I guess the value comes in what you place upon it. Id like a laser range finder (and would never turn one down if one was offered to me for free :) ) but don't have a need to splash out nearly £300 for one at the moment and am happy with my Garmin GPS which gives me distances instantly.
Why wouldn't you have known the distance to the tree? The Garmin GPS I have allows me to get a distance to anywhere I touch on the screen so I don't see how this is an issue to you?
I think at the end of the day it just comes down to preference. I enjoy the GPS, while others enjoy the LRF.
But as I said earlier, at my level it really doesn't matter what I use as the differences between devices makes no difference st all to my score :)

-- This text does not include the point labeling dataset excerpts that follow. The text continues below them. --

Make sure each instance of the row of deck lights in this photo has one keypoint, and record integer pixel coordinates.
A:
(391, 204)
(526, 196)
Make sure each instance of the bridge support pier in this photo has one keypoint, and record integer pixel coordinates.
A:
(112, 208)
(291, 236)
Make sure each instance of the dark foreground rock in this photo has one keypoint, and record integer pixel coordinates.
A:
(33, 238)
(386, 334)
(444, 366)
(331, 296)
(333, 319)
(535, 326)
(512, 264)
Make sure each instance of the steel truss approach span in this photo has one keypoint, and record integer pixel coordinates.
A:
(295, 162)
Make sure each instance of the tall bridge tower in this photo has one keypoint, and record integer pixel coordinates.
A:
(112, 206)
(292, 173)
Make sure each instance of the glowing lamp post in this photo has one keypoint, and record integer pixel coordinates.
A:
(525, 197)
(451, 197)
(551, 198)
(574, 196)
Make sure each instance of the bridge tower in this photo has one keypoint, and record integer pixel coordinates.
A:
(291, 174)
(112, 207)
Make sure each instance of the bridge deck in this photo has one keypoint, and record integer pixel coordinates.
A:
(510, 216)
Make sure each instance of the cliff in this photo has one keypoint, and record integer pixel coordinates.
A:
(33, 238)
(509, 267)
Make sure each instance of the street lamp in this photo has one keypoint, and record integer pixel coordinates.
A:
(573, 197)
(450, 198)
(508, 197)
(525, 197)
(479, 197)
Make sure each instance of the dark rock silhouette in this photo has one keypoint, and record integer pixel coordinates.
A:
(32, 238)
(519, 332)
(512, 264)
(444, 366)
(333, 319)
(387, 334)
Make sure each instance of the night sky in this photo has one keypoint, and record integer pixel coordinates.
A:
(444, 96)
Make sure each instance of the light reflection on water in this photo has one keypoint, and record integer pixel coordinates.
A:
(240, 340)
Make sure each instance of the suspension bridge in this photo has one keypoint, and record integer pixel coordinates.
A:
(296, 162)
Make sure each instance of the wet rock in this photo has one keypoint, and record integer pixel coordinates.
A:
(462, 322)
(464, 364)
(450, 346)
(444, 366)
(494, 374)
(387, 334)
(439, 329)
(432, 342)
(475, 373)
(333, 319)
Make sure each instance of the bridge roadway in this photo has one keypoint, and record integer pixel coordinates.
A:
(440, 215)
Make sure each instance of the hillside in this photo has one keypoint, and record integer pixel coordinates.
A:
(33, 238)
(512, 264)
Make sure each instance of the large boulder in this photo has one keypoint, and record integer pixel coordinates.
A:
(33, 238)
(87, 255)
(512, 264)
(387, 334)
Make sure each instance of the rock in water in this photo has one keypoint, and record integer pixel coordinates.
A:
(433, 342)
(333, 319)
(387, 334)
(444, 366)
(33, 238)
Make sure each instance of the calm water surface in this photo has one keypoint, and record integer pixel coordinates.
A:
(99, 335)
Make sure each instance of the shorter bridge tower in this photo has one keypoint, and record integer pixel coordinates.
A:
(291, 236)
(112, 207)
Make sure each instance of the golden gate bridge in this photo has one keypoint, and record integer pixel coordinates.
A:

Commercial access GPS are more inaccurate. Because, military and restricted access GPS technology is used for smart bombs
For 6 months then "WHAM", you do realize if you do not pay the balance in full before 6 months they then get to charge all that interest, if you don't have the cash to plunk down for one of these now then you will be better off waiting unless you are 100% sure your going to pay it.
My favorite part of a laser over a GPS is being able to use it for more than just distance to the center of the green. I can use it to find out how far it is to the lip of a bunker, or how far to carry an obstacle, or how far to drive it through the fairway. I'm sure some GPS devices may have a couple of these features on them, but I just find them to be overall less versatile.
Plus, you can use a laser rangefinder for hunting as well as golfing.
No, you don't. Since getting mine, I'm never leaving it out of my bag. Ran out of batteries once and had to play a few rounds without it. That made me realize how useful it is, and how much faster I can play. No need to study the course guide, look for distance markers and walk off distances. Also very useful to check distances to clear bunkers, creeks, trees, hazards etc.
A high handicapper may not get as much out of it as a mid to low, but if you want to lower your scores and find it a good investment, I say go for it. Of all the golf related stuff out there, a rangefinder is definitely one of the more useful tools.
IMO, the answer is "maybe."
I generally regard lasers as being for low handicappers who really benefit from the accuracy because their ball-striking is consistent. For most mid/high handicappers (myself included), a gps is more than accurate....most of the time....especially since many devices provide layup and hazard distances as well as to the green. I can "fine tune" my club selection based on pin position relative to the center.
Your question leads me to one of my own relative to GPS database accuracy which is relevant to the gps vs laser discussion. I use a gps device based on the iGolf database and it periodically has holes that are significantly off. Not all the time, but enough that I have to be aware of the possibility. How many different gps databases are there and is anyone aware of any independent evaluation of gps database (not device) accuracy?
I've found I now use two methods and when done correctly is pretty quick, I use the Busnell to tell me exact distance to the pin. My first look is at the app on my phone that tells me distances to front, middle and back, also it tells me distances to hazards and wide areas of the fairway. Having this knowledge I never walk around the course looking for a sprinkler head. I can make all the decisions right from my ball very quickly.